When I first saw this infographic from the UK company Computer Planet about the health benefits of playing video games, I thought, “Hmm, interesting, but how much relevance does it have to baby boomers?”
After all, the prototypical image of gamers is of young men — who, as the infographic itself suggests, are seen as “anti-social hermits who shut themselves in their bedrooms day and night.”
And along with that image goes empty pizza boxes, bottles of soda or beer, maybe a haze of cigarette smoke…you get the picture.
Then I did a little research and was surprised to read that nearly a quarter of all gamers in the U.S. are age 50-plus, outdistancing those aged 36-49 and not too far behind the under 18 and 18-35 age ranges.
There’s more: according to surveys by Pew Research, in 2017 55 percent of Americans aged 50 and up played video games at least some of the time. Other surveys show even higher rates, up to 65 percent of the 50-plus population.

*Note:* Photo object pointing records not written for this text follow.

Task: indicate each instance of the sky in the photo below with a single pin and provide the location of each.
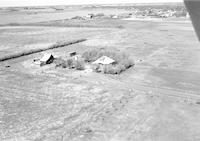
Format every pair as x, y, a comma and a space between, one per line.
6, 3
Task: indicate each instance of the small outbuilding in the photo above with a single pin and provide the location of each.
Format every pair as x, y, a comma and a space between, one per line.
46, 59
104, 60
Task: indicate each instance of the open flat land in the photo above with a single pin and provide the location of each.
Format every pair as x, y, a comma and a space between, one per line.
156, 100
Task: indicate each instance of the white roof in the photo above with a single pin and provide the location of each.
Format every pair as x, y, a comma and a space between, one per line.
46, 57
104, 60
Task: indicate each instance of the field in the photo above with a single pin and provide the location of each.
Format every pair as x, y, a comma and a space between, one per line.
156, 100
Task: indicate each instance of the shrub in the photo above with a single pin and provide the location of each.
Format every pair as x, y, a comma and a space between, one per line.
60, 62
70, 63
90, 56
79, 64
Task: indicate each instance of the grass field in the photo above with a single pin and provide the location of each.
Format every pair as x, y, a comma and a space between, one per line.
156, 100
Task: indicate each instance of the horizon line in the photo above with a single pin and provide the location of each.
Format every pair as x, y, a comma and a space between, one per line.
136, 3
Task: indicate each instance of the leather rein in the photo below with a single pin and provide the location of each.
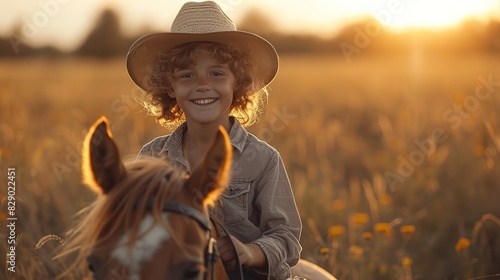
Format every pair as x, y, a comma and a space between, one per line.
211, 252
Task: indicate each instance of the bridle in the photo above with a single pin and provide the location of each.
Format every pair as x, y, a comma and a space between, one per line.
211, 252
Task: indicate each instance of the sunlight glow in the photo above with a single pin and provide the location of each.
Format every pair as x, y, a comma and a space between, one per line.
400, 15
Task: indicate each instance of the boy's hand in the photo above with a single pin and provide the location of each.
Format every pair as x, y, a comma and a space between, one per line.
251, 255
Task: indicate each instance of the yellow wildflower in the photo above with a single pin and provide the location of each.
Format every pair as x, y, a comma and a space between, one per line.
335, 231
367, 235
479, 151
338, 205
383, 228
406, 261
324, 251
356, 252
360, 218
462, 244
407, 230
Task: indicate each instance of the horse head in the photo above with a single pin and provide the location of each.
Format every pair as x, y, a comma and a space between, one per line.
150, 219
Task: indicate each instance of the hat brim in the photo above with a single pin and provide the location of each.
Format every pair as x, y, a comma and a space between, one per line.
143, 54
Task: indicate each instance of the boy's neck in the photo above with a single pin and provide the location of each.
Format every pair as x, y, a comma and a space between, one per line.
198, 139
202, 134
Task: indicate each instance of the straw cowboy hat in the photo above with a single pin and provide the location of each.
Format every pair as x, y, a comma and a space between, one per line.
201, 21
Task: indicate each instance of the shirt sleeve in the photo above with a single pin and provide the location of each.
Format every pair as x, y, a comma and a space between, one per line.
279, 221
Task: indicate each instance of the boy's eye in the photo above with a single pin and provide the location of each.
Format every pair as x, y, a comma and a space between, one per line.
217, 73
186, 75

And more than a third of gamers aged 65 and up say they play almost daily — well outpacing any other age group (about a fifth of those aged 50-64 said they played daily, about equal to younger adults).
So the potential health benefits of gaming suddenly seemed very relevant indeed.
The infographic makes the case that gaming can do everything from alleviating pain to increasing your brain matter and memory capacity.
So, if you haven’t played video games since the days of Pac-Man and Donkey Kong, you might want to limber up those wrists and fingers and give Tetris or Super Mario a try. Lots of other baby boomers do, and may well be benefiting from it.